Pesona Iran yang Mendunia (78)
Shahab al-Din Suhrawardi adalah seorang filsuf dan arif terkemuka, sekaligus pendiri mazhab iluminasi dalam filsafat Islam. Ia dilahirkan di Suhraward, sebuah desa yang terletak dekat Zanjan, Iran. Nama lengkapnya, Abu Al-Futuh Shahāb ad-Dīn Siddiqi Yahya ibn Habash ibn Amirak as-Suhrawardī. Tapi kemudian, lebih dikenal dengan sebutan Syeikh Isyraq, dan setelah meninggal disebut sebagai Syeikh Maqtul.
Salah satu bagian dari karya Sheikh Isyraq berbentuk cerita metaforis dan rumus-rumus.
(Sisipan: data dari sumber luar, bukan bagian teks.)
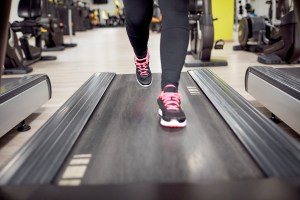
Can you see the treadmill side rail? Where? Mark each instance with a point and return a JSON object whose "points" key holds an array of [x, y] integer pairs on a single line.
{"points": [[20, 97], [278, 90], [277, 154], [38, 161]]}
Kategori dari karya Suhrawardi ini menjadi perhatian penting melebihi karya lain mengenai pengajaran untuk mengkaji keyakinan batinnya serta warna filsafatnya yang bercorak iluminatif.
Suhrawardi dalam karyanya ini memilih menggunakan metode tamsil dan terma simbolis untuk menjelaskan tujuan filsafat dan irfannya. Pemahaman terhadap metafor dan terma simbolis yang dipergunakan Suhrawardi dalam karyanya diperlukan untuk mencapai sebuah gambaran utuh mengenai sistem pemikirannya.
Terma simbolis yang dipergunakan dalam kitab-kitab Suhrawardi terdiri dari tiga kategori. Pertama, terma simbolik isyraqi yang berkaitan dengan cahaya dan kegelapan. Jenis kategori ini tidak banyak ditemukan dalam kitab-kitab Suhrawardi. Kedua, terma Khosravani yang berkaitan dengan istilah tentang Iran kuno. Adapun kategori ketiga adalah penggunaan terma simbolik yang merupakan terma kreasi imajinasi Suhrawardi sendiri.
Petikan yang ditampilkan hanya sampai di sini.